REPUBLIKA.CO.ID, KABUL -- Taliban menyerukan masyarakat internasional mengakui mereka sebagai representasi pemerintahan yang sah di Afghanistan. Seruan itu disampaikan saat Taliban memperingati satu tahun penarikan total pasukan Amerika Serikat (AS) dari negara tersebut.
“Pengalaman selama 20 tahun terakhir dapat menjadi panduan yang baik. Segala jenis tekanan serta ancaman terhadap rakyat Afghanistan dalam 20 tahun terakhir telah gagal dan hanya meningkatkan krisis,” kata Taliban dalam sebuah pernyataan, Rabu (31/8/2022).
Taliban pun menegaskan, Imarah Islam adalah pemerintahan yang sah dan perwakilan dari rakyat Afghanistan. Imarah Islam adalah nama yang diberikan Taliban untuk pemerintahan mereka setelah berhasil merebut kembali Afghanistan pada 15 Agustus tahun lalu.
Untuk memperingati satu tahun “Hari Kebebasan”, yakni hari ketika pasukan AS sepenuhnya hengkang dari Afghanistan, Taliban menggelar parade kecil di Kabul pada Rabu. Pada Selasa (30/8) malam, pesta kembang api juga digelar di kota tersebut.
AS menarik seluruh pasukannya dari Afghanistan pada 30 Agustus 2021. Pasukan Negeri Paman Sam sudah beroperasi selama 20 tahun di Afghanistan, tepatnya pasca serangan teror terhadap gedung World Trade Center di New York pada 11 September 2001. Sebelum Taliban kembali berkuasa, AS merupakan sekutu utama pemerintahan Afghanistan dalam memerangi Taliban.
Hingga kini, belum ada satu pun negara yang mengakui pemerintahan Taliban. Belum diperlihatkannya komitmen untuk memenuhi hak dasar warga Afghanistan, khususnya kaum perempuan, dinilai menjadi salah satu alasan mengapa masyarakat internasional belum memberi pengakuan kepada Taliban.

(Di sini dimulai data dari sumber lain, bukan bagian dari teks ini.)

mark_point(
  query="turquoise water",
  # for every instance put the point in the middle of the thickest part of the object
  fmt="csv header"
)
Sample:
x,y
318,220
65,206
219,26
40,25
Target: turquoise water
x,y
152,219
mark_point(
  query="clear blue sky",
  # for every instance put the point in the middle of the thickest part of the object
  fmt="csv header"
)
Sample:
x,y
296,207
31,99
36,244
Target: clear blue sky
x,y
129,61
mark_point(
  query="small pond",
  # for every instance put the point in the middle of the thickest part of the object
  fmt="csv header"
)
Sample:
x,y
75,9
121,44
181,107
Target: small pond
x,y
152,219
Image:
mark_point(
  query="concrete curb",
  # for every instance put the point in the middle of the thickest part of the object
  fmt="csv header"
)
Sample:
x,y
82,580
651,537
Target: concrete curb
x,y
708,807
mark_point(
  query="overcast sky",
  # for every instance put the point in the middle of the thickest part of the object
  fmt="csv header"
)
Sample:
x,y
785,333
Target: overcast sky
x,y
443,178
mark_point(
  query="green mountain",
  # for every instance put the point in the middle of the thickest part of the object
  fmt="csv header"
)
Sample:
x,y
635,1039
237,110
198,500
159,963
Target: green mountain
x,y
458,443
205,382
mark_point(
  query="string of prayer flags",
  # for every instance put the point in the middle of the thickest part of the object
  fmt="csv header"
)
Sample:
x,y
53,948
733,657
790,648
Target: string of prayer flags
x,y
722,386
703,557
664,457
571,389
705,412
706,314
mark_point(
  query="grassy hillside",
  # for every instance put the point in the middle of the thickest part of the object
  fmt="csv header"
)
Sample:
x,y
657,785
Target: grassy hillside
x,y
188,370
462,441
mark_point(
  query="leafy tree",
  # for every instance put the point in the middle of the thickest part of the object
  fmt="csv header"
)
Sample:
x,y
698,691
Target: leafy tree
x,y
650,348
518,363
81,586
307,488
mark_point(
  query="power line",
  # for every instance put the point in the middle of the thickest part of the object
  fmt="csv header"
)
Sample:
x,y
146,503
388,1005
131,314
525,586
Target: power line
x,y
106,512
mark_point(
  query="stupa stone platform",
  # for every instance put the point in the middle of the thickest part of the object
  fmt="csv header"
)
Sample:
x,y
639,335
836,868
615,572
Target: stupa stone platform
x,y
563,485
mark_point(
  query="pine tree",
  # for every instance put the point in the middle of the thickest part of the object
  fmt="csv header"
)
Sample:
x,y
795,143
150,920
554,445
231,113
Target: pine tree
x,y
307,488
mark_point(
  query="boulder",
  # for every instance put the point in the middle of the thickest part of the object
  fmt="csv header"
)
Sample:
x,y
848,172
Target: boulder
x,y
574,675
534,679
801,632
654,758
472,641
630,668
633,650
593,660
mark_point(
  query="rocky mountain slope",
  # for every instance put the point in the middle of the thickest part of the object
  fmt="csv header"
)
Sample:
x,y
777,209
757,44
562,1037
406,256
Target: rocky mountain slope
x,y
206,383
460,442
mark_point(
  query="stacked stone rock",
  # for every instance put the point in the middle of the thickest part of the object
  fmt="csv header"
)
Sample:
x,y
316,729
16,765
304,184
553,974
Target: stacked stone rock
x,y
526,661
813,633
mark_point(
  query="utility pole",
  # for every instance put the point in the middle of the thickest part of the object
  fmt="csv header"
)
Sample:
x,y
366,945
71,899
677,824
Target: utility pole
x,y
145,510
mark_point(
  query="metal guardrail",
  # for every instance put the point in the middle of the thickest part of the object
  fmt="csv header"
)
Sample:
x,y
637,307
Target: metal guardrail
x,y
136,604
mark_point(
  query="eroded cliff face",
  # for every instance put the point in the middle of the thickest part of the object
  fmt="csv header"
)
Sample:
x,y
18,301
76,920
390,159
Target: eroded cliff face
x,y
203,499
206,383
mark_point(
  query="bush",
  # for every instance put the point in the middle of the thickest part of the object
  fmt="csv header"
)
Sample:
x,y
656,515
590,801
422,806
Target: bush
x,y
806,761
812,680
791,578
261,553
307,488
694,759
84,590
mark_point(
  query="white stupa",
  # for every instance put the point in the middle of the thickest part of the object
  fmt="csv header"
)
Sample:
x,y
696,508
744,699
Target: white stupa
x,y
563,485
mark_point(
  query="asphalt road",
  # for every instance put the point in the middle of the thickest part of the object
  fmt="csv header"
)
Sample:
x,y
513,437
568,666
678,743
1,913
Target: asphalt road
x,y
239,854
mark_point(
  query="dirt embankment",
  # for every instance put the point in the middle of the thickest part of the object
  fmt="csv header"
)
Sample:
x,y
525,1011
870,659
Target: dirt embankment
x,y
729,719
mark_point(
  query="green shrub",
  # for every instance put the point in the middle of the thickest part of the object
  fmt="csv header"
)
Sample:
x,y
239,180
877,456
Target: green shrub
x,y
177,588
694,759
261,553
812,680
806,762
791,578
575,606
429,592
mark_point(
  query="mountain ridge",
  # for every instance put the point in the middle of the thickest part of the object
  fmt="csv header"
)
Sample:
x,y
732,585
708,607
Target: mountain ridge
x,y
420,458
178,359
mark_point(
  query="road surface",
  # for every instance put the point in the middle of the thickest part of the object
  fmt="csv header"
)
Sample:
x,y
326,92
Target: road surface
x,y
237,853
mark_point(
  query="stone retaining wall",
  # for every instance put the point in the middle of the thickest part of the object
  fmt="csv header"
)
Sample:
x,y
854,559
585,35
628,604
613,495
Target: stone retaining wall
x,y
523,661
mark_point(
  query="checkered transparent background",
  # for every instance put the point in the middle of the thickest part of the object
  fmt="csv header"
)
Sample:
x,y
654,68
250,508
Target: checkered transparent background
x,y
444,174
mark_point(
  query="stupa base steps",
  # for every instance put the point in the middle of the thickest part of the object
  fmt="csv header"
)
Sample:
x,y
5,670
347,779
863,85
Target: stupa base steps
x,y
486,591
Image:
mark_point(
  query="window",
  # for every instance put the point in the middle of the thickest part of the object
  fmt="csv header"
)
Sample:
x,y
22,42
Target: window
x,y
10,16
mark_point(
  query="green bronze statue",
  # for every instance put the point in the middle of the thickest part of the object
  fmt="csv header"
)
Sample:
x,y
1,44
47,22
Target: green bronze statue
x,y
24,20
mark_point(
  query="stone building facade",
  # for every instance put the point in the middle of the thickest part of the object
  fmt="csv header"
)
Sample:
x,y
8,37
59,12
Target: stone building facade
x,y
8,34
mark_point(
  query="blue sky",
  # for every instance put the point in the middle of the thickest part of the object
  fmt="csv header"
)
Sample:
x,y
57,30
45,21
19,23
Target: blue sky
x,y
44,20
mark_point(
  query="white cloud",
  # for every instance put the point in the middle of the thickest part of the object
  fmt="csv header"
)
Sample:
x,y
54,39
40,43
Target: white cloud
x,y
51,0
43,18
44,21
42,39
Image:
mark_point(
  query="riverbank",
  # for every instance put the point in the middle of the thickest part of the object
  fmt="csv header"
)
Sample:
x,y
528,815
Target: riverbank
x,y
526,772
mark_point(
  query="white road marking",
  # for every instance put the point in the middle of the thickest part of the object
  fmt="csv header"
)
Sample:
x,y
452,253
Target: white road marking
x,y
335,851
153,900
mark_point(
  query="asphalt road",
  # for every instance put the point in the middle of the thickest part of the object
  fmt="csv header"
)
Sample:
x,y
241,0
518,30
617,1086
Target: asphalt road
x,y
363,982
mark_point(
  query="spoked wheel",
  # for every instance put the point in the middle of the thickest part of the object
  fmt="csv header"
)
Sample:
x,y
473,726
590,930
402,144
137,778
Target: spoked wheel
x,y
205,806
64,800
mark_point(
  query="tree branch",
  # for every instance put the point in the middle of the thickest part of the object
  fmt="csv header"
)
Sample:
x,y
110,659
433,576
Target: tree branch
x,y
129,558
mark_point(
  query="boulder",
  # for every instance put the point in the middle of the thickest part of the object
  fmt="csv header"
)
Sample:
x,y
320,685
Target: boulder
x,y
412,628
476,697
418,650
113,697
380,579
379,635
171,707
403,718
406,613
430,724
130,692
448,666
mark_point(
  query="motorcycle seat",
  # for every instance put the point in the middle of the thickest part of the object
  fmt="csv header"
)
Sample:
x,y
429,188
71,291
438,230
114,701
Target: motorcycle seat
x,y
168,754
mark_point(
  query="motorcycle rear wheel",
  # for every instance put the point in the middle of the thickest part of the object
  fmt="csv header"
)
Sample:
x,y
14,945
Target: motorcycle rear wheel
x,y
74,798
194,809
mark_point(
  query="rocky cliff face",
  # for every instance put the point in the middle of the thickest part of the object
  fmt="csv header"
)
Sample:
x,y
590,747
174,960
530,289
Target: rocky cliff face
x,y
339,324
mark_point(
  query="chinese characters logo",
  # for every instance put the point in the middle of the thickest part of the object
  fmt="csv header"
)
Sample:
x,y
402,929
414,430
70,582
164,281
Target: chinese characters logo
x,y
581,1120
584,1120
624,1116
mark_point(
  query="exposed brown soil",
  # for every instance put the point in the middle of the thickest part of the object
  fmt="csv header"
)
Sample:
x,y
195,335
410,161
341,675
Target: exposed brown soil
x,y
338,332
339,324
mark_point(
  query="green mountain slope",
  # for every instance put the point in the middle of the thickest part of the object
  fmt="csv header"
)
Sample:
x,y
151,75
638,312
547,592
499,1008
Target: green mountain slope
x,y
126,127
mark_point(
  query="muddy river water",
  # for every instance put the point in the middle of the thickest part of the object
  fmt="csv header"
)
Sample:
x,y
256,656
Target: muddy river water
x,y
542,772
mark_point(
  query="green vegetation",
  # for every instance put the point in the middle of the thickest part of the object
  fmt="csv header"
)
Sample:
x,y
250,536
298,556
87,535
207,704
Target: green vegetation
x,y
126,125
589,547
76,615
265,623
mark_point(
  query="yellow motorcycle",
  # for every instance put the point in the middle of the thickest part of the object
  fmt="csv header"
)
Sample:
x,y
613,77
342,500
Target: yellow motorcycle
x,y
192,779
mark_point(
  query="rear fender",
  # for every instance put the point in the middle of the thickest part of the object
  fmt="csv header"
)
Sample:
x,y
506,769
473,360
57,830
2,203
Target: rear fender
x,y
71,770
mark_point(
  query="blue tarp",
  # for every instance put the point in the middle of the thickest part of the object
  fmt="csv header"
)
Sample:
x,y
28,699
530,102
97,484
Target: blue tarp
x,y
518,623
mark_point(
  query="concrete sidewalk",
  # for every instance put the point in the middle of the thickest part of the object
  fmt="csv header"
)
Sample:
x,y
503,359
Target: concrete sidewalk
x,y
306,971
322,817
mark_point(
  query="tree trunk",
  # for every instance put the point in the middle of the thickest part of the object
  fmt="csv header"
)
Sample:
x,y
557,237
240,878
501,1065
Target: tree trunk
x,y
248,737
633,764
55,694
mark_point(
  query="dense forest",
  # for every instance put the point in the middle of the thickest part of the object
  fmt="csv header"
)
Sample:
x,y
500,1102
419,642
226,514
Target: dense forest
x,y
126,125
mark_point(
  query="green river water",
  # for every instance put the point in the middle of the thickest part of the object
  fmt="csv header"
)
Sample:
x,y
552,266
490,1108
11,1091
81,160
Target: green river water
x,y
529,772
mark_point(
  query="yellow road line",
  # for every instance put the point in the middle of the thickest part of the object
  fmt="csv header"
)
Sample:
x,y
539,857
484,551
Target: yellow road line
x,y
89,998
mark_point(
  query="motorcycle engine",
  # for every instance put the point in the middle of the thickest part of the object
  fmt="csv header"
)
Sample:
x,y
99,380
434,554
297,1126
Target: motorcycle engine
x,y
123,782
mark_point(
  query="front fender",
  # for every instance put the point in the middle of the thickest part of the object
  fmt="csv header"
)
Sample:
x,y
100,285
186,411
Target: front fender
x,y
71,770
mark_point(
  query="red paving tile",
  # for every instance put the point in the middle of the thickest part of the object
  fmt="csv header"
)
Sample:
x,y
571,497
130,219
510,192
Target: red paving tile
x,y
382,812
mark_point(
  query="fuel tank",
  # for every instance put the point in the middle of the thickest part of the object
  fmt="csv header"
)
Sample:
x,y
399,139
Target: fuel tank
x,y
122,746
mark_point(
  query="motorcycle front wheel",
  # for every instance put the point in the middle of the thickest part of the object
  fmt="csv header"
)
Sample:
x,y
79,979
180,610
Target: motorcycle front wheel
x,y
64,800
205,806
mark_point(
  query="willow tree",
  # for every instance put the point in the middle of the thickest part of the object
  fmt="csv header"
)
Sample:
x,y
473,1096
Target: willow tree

Pekan lalu kepala kebijakan luar negeri Uni Eropa Josep Borrell mengatakan, pemerintahan Taliban di Afghanistan tidak menunjukkan tanda-tanda moderasi. Menurutnya, kondisi di Afghanistan tetap memprihatinkan sejak Taliban berkuasa kembali di negara tersebut pada Agustus tahun lalu.
“Afghanistan mungkin telah turun dari berita utama, tapi situasi masyarakatnya mengerikan. Dalam setahun terakhir, Taliban tidak menunjukkan tanda-tanda moderasi, justru sebaliknya: Semua anak perempuan, terlepas dari janji sebelumnya, dilarang bersekolah; sebagian besar negara dicengkeram oleh kelaparan (70 persen dari populasi), dan banyak orang Afghanistan hidup dalam ketakutan atau pengasingan,” kata Borrell dalam sebuah pernyataan, dikutip laman Radio Free Europe, Ahad (28/8).
Menurutnya, hal itu menjadi alasan logis mengapa hingga saat ini belum ada satu pun negara mengakui kepemimpinan Taliban atas Afghanistan. “Rakyat Afghanistan membayar harga yang mahal untuk isolasi negara mereka: Tingkat bantuan kemanusiaan sangat kecil dibandingkan dengan kebutuhan,” ucapnya.